The title above is the title of a song by Third Day. I came across it after listening to a song my son sent me. I had heard it before but this time, it took on a new meaning for me.
During my lowest point last week I felt I was not going to be able to fight this wretched disease any longer. At one point, so many things were going wrong, I remember thinking “this is how it (Cancer) gets you, not with the disease itself, but the complications that take your body to brink of shutting down”. At the time, I had a high fever so my mind and thoughts were running rampant. I wondered what the purpose was in all of this. Is it simple, I have cancer….done? Is God really allowing this when he could have saved me from it altogether? Is it as random as falling down the stairs and a chain reaction began as some doctors have suggested? Is is just genetics? Is God having to go to this drastic a measure to reach me????
One could drive themselves crazy with random off the wall questions and I have felt totally crazy at times. I don’t have the answer, never will. What I do know is that before Cancer, I was a Christian, saved by Grace. Todd and I both believed the same way, were raised in the same Methodist faith. We went to New Spring Church, on occasion. I prayed for others, for my kids, etc. Pretty decent, right?
My Soul was NOT on Fire.
I cannot speak for anyone’s experience and walk with God other than my own. We hear of people who go through life altering situations like Cancer say they are grateful for what they went through. Some say that it brought them closer to God and changed their perspective on life and how to live. Are we so caught up in the world and our own life that it takes something so deadly, so life altering, so painful to get our attention?
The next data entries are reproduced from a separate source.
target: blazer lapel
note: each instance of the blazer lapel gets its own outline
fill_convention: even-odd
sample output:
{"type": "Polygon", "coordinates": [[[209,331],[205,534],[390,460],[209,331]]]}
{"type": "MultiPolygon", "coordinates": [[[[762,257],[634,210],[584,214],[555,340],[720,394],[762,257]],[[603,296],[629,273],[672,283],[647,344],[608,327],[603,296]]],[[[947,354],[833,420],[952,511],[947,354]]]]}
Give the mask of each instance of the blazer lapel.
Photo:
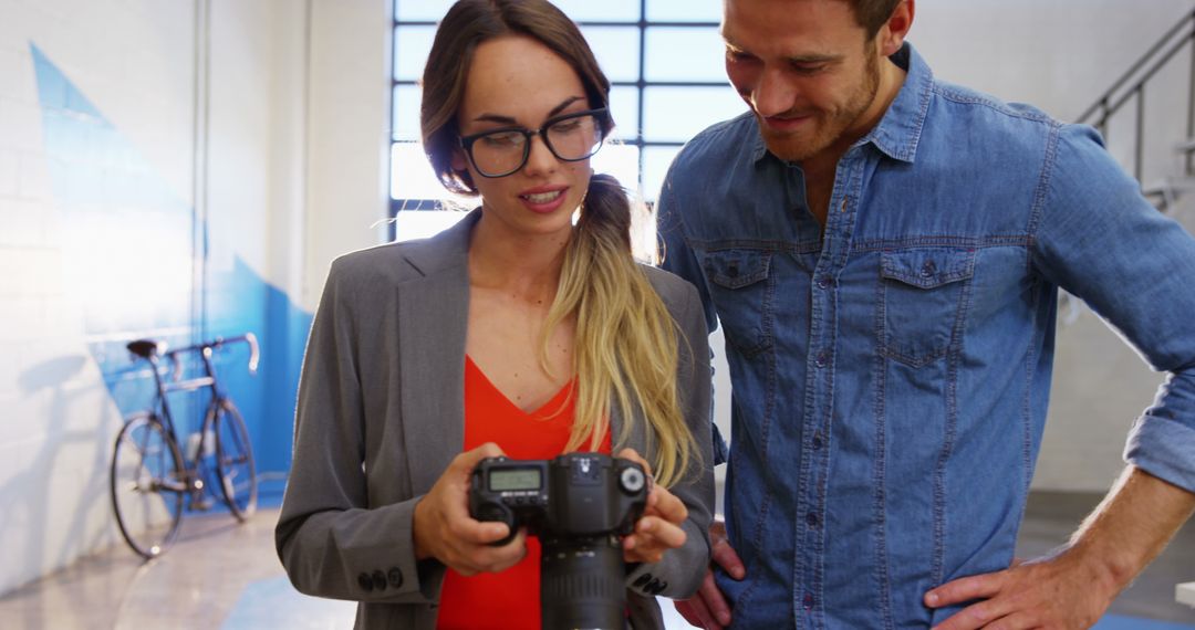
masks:
{"type": "Polygon", "coordinates": [[[404,459],[415,494],[428,492],[465,444],[468,236],[478,212],[406,258],[422,277],[398,285],[404,459]]]}

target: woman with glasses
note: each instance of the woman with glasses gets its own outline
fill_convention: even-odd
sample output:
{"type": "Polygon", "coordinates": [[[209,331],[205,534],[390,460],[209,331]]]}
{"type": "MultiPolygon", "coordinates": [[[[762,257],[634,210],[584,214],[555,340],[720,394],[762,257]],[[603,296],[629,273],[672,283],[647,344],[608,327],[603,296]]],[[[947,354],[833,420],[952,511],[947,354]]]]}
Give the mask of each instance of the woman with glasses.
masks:
{"type": "Polygon", "coordinates": [[[474,520],[485,457],[598,451],[655,477],[620,541],[626,614],[709,560],[706,329],[695,289],[637,264],[625,191],[589,159],[609,81],[543,0],[460,0],[423,75],[428,156],[480,197],[423,241],[338,259],[304,363],[278,554],[358,628],[539,628],[540,548],[474,520]]]}

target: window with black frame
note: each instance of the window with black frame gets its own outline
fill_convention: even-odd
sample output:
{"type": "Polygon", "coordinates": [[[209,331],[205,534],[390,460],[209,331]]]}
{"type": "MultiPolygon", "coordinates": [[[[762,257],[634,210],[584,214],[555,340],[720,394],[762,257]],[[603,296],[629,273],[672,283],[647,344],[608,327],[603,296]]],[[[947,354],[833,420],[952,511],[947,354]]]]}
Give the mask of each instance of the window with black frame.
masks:
{"type": "MultiPolygon", "coordinates": [[[[609,78],[613,137],[593,158],[651,203],[680,147],[746,110],[729,87],[718,35],[721,0],[553,0],[577,21],[609,78]]],[[[452,0],[394,0],[391,236],[439,231],[467,208],[436,180],[419,144],[418,79],[436,20],[452,0]],[[423,212],[433,211],[433,212],[423,212]],[[447,216],[443,216],[447,215],[447,216]]]]}

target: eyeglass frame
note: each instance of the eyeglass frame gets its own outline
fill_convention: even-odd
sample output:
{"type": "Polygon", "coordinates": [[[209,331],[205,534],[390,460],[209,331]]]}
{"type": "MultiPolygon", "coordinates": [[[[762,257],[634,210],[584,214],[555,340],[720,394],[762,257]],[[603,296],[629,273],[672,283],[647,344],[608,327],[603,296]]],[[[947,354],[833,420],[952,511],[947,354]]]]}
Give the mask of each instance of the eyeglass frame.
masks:
{"type": "Polygon", "coordinates": [[[477,174],[479,174],[479,175],[482,175],[484,178],[488,178],[488,179],[497,179],[497,178],[503,178],[503,177],[507,177],[507,175],[513,175],[513,174],[517,173],[519,169],[521,169],[522,167],[527,166],[527,160],[531,159],[531,142],[532,142],[532,138],[534,136],[539,136],[539,138],[544,141],[544,146],[547,147],[547,150],[557,160],[560,160],[562,162],[580,162],[582,160],[588,160],[588,159],[593,158],[594,155],[598,154],[599,150],[601,150],[602,144],[606,143],[606,130],[603,129],[606,125],[602,124],[602,121],[606,119],[606,116],[607,116],[607,109],[606,107],[598,107],[598,109],[594,109],[594,110],[586,110],[586,111],[580,111],[580,112],[564,113],[564,115],[560,115],[560,116],[553,116],[553,117],[549,118],[547,121],[544,121],[544,124],[539,125],[539,129],[527,129],[526,126],[501,126],[501,128],[497,128],[497,129],[488,129],[488,130],[482,131],[479,134],[470,134],[467,136],[458,136],[456,137],[456,143],[465,152],[465,155],[468,156],[468,163],[473,165],[473,169],[477,171],[477,174]],[[598,140],[596,147],[594,148],[593,152],[589,153],[589,155],[586,155],[584,158],[571,158],[571,159],[570,158],[562,158],[560,154],[556,153],[556,148],[552,147],[552,142],[547,140],[547,128],[550,128],[550,126],[552,126],[552,125],[554,125],[557,123],[560,123],[563,121],[568,121],[570,118],[581,118],[582,116],[593,116],[594,117],[595,122],[598,123],[598,129],[601,132],[601,137],[598,140]],[[526,142],[523,142],[523,156],[522,156],[521,160],[519,160],[519,166],[511,168],[510,171],[507,171],[505,173],[501,173],[501,174],[497,174],[497,175],[491,175],[491,174],[482,171],[482,167],[477,166],[477,160],[473,159],[473,143],[476,143],[478,140],[480,140],[480,138],[483,138],[485,136],[489,136],[491,134],[501,134],[501,132],[507,132],[507,134],[509,134],[509,132],[517,132],[517,134],[522,134],[523,135],[523,137],[526,138],[526,142]]]}

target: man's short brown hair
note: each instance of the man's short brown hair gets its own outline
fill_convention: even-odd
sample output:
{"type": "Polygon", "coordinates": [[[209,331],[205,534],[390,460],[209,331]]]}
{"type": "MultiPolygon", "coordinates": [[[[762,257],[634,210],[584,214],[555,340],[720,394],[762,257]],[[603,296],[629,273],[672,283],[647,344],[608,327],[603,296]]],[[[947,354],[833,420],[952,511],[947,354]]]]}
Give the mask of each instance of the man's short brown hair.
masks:
{"type": "Polygon", "coordinates": [[[901,0],[848,0],[854,8],[854,19],[868,31],[868,39],[880,32],[880,27],[893,17],[901,0]]]}

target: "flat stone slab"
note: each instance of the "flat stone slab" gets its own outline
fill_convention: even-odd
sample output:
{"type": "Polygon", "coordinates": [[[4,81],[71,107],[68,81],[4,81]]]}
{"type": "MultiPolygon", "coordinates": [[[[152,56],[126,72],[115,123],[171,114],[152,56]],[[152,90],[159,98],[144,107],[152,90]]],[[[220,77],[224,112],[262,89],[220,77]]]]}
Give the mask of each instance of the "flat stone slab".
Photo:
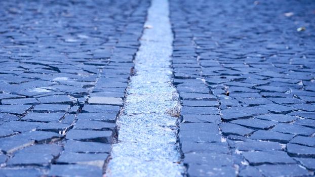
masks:
{"type": "Polygon", "coordinates": [[[89,104],[91,105],[123,105],[121,98],[92,97],[89,99],[89,104]]]}

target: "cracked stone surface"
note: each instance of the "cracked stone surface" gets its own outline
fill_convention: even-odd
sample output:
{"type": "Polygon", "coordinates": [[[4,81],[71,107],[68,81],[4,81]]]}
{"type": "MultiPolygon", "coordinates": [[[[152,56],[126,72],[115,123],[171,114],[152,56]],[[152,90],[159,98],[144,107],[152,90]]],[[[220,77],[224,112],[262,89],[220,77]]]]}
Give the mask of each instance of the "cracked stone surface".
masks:
{"type": "Polygon", "coordinates": [[[138,176],[314,175],[314,10],[0,1],[0,176],[101,176],[112,158],[138,176]]]}
{"type": "Polygon", "coordinates": [[[168,3],[151,3],[145,26],[152,27],[141,36],[106,176],[181,176],[184,172],[177,142],[180,106],[172,84],[168,3]]]}
{"type": "Polygon", "coordinates": [[[170,1],[187,176],[314,174],[313,3],[170,1]]]}
{"type": "Polygon", "coordinates": [[[0,2],[0,176],[102,175],[149,5],[0,2]]]}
I know what it is like to feel the spirit speak to my heart. I know what it is like to feel burdened to pray for someone out of the blue. I know what it is like to be in church and feel the Holy Spirit so strongly that it makes me cry. I had not felt the presence of the Holy Spirit that strongly in a while…….until I hit rock bottom last week.
Again, in those times when we have tried to perservere in our own strength and capacity, when we have been strong and pushed through with all we have and we are at the end of our rope, HE is there and was there in the ER with me when all of my strength was gone.
“And he said unto me, My grace is sufficient for thee; for my strength is made perfect in weakness. Most gladly therefore will I rather glory in my weaknesses, that the power of Christ may rest upon me.” 2 Corinthians 12:9
He met me in that place, I felt the peace that passes all understanding.
Back to my song
“Lord, Restore the joy I had
I have wandered, bring me back
In this darkness, lead me through
Until all I see is you.”
I still do not know why I have Cancer but it really doesn’t matter. I know God has a purpose and a plan for me, for my future, for his Glory.